L’aumento dell’Iva avrà un ulteriore effetto depressivo sui consumi di vino, dopo il crollo record del 7 per cento degli acquisti familiari fatto segnare nel primo trimestre del 2013. È la Coldiretti a lanciare l’allarme in vista del primo luglio, quando, se non interverranno modifiche, l’Imposta di valore aggiunto passerà dal dal 21 al 22 per cento su alcuni prodotti tra cui, appunto, il vino.
L’aumento dell’aliquota rischia – sottolinea la Coldiretti – di dare il colpo di grazia agli acquisti sul mercato nazionale che sono scesi al minimo storico dall’Unità d’Italia. Nello spazio di una decade, gli italiani – continua la Coldiretti – hanno detto addio ad un bicchiere di vino su quattro, tanto che i consumi nazionali sono scesi ad appena 22,6 milioni di ettolitri, rispetto ai 29 milioni di ettolitri bevuti negli Stati Uniti e ai 30,3 milioni di ettolitri della Francia che detiene il primato mondiale.
L’Italia – precisa la Coldiretti – è addirittura tallonata da vicino dalla Germania e soprattutto dalla Cina con un consumo interno di 18 milioni di ettolitri in rapida crescita (+9 per cento).

Iva e vino: l’export in Usa e Cina salva il Made in Italy
In compenso, l’Italia resta saldamente il maggior esportatore di vino nel mondo dove quasi una bottiglia scambiata su cinque è Made in Italy. Con un valore record delle spedizioni di 4,7 miliardi di euro nel 2012, il vino si classifica come il prodotto agroalimentare italiano più esportato nel 2012.

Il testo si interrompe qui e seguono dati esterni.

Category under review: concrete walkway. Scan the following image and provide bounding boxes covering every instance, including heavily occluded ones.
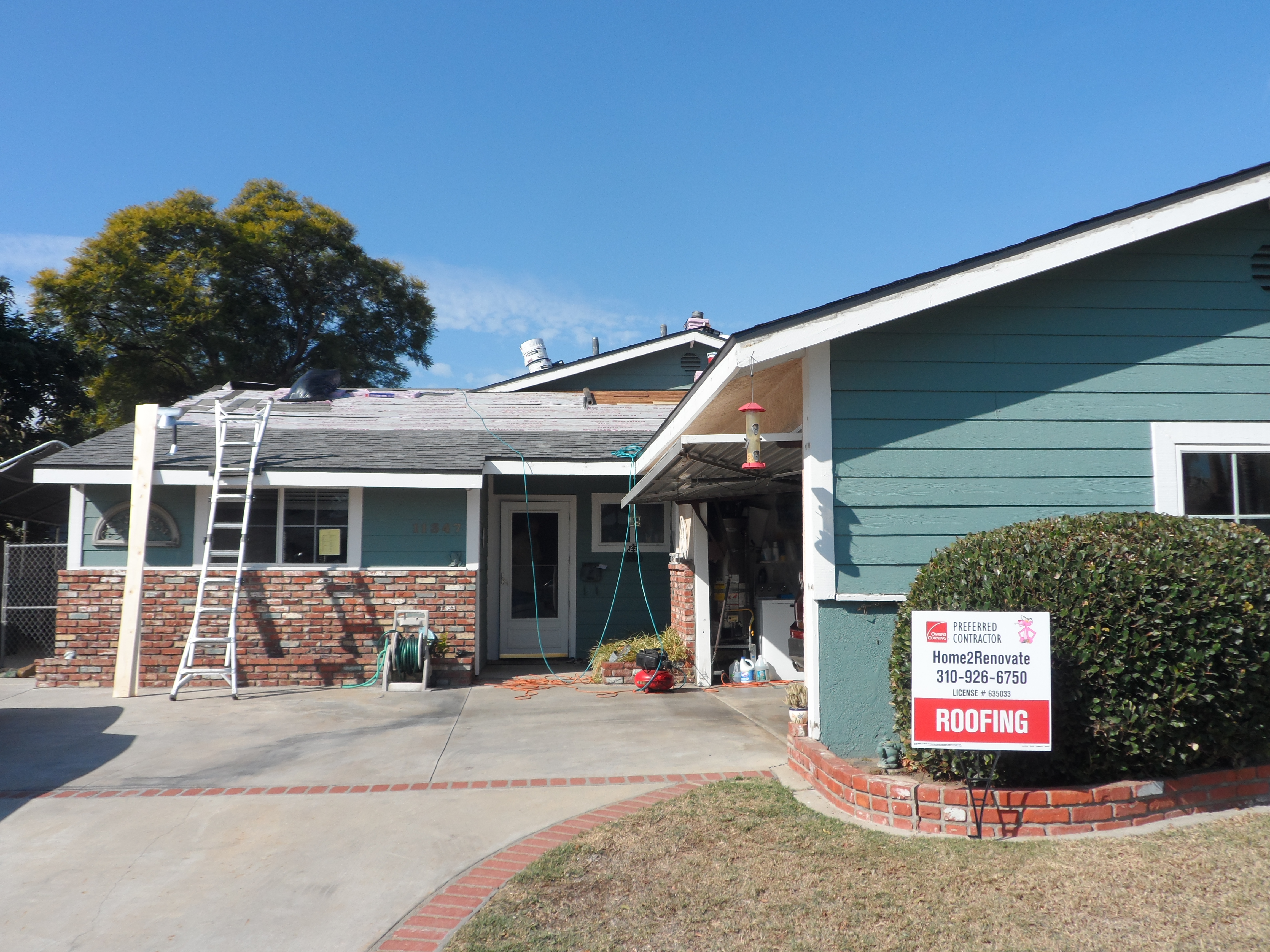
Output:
[0,681,785,952]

Negli Stati Uniti il vino italiano – sottolinea la Coldiretti – supera lo storico tetto di un milione di euro in valore, con un aumento del 6 per cento mentre un incremento a due cifre si registra in Cina, dove le bottiglie tricolori stanno conquistando sempre più spazi di mercato (+17 per cento, da 66 milioni a 77 milioni). Ma – continua la Coldiretti – è l’intero continente asiatico a rivelarsi terra di conquista per i nostri prodotti, con un aumento netto del 20 per cento. Tra le destinazioni storiche – conclude la Coldiretti – si registra un aumento del 4 per cento in Germania che è il secondo mercato dopo gli Usa, del 5 per cento in Gran Bretagna, dell’11 per cento in Canada mentre c’è un calo del 15 per cento in Russia.